Hatinya menjerit dan menangis, ketika mulutnya menjelaskan semua kisah kasihnya bersama Rendy. Dalam hatinya, ia telah bertekad untuk melepaskan Rendy untuk pergi bersama Fanny.
‘Jika Rendy lebih merasa bahagia bersamamu, aku ikhlas melepaskannya untukmu, Fann,” kembali Nafla menegaskan kepada Fanny.
Fanny tertegun, dirinya tidak menyangka bahwa Rendy, pemuda yang sangat dikagumi dan dicintainya ternyata adalah kekasih Nafla, gadis berhati lembut berdiri tegar di hadapannya, meski hatinya mengalami luka mendalam.
Mendengar penjelasan Nafla, Fanny hanya mampu terdiam. Dirinya dapat merasa sedih dan malu, menyaksikan Nafla yang terluka karena pengkhianatan cinta yang dilakukan Rendy dan dirinya.

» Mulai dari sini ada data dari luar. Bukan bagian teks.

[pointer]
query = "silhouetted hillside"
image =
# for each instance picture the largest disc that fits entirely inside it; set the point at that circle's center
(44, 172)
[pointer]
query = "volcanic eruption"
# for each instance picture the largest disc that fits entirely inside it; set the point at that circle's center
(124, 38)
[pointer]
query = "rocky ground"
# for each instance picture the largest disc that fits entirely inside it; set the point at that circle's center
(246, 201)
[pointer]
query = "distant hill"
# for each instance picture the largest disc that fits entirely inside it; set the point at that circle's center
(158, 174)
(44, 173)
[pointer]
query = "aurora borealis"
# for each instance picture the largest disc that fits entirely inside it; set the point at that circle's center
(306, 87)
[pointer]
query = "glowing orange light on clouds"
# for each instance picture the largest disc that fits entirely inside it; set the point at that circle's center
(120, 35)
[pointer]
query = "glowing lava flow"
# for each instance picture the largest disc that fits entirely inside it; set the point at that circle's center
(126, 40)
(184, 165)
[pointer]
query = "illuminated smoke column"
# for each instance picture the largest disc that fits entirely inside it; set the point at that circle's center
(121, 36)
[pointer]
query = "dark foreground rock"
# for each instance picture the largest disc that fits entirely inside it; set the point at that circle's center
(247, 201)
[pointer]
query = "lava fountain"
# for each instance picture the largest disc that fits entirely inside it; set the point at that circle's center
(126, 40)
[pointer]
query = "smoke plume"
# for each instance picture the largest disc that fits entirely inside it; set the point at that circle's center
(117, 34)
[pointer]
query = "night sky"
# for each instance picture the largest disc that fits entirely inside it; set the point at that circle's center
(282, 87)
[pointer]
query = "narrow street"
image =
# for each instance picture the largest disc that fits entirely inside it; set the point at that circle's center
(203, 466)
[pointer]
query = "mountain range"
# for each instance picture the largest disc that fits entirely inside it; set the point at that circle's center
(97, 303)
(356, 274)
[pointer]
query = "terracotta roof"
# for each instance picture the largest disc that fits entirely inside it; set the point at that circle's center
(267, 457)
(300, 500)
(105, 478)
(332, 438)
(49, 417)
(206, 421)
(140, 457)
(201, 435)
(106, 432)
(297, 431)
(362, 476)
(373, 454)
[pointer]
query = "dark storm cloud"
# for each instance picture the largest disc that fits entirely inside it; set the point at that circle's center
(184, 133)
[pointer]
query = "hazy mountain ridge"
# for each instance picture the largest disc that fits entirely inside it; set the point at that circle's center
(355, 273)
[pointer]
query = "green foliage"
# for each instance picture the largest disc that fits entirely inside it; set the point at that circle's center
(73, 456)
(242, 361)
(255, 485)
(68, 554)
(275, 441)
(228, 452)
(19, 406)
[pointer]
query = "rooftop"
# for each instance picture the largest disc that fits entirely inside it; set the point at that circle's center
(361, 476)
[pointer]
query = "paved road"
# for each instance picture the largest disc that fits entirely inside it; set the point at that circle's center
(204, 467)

“Semula, aku berharap bersama Rendy, aku memahat hari-hari indah kami. Namun fakta menunjukkan bahwa diriku bukan perempuan impian Rendy,” kembali Nafla menjelaskan dengan suara yang nyaris tak terdengar.
“Tapi ternyata, Rendy lebih memilih dirimu, Fann! Demi kebahagiaan Rendy, aku rela melepaskan Rendy untukmu. Pergi dan bawalah Rendy menemui kebahagiaannya bersamamu,” pinta Nafla dengan suara yang semakin parau.
Menghadapi kenyataan demikian, perasaan bersalah mulai menggerogoti jiwa Fanny. Perlahan dirinya mendekat dan mencoba menyentuh pundak Nafa.
“M-maafkan aku, Nafla,” terdengar suara serak Fanny menyampaikan permintaan maafnya kepada Nafla, menahan rasa bersalahnya.
“Sungguh, aku tidak tahu jika Rendy adalah kekasihmu, lebih dahulu” perlahan Fanny mencoba menjelaskan kepada Nafla.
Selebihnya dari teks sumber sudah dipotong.